Henry Morris

Personal information
- Full name: Henry Miller Morris
- Date of birth: 17 December 1919
- Place of birth: Dundee, Scotland
- Date of death: 13 March 1993 (aged 73)
- Place of death: Kirkcaldy, Scotland
- Height: 1.78 m (5 ft 10 in)
- Position: Striker

Senior career*
- Years: Team / Apps / (Gls)
- 1939–1946: Dundee Violet
- Lochee Central
- 1946–1952: East Fife / 121 / (100)
- 1953–1954: Dundee United / 0 / (0)
- 1954: Portadown

International career
- 1949: Scotland / 1 / (3)

= Henry Morris (footballer) =

Scottish footballer

Henry Miller Morris (17 December 1919 – 13 March 1993) was a Scottish footballer who played for East Fife, Dundee United and the Scotland national team as a centre forward.

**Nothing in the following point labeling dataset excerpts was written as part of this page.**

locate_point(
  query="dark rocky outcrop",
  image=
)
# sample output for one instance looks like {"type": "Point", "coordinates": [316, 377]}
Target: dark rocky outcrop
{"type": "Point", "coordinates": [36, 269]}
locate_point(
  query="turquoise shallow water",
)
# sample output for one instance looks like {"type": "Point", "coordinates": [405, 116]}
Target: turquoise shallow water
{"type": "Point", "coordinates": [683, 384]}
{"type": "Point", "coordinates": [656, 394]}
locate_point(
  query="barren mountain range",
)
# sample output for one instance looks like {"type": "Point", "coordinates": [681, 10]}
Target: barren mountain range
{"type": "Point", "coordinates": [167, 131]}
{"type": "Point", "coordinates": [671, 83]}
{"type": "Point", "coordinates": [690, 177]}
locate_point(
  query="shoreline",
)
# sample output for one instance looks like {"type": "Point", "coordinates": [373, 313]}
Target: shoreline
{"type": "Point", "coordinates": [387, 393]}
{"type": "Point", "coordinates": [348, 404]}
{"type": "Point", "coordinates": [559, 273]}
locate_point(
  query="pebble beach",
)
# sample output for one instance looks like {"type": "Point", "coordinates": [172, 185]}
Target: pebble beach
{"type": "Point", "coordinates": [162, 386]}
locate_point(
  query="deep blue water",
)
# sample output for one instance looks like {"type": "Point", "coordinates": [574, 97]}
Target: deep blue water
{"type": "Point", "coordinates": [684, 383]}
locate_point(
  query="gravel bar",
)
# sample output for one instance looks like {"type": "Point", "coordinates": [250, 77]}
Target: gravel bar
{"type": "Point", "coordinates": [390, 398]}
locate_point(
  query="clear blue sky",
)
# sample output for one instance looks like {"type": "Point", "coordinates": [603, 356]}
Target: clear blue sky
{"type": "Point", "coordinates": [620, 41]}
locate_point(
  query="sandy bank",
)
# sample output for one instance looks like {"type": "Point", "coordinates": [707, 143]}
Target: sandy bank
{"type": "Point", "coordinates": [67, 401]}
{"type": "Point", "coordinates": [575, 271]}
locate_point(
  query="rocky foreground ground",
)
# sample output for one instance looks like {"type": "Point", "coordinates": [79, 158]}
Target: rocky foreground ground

Morris, a Dundonian, joined East Fife from Dundee Violet in 1946, having previously played with another junior Dundee side, Lochee Central, during the War. He scored 60 goals during the 1947–48 League campaign as East Fife won the Second Division title. That same season he also helped his side claim the League Cup, the first time it had been won by a side out with the top flight. He won a further League cup with East Fife in 1950 before moving to Dundee United in 1953, where he retired.

Morris scored a hat-trick in his only Scotland cap, an 8–2 win over Ireland in October 1949.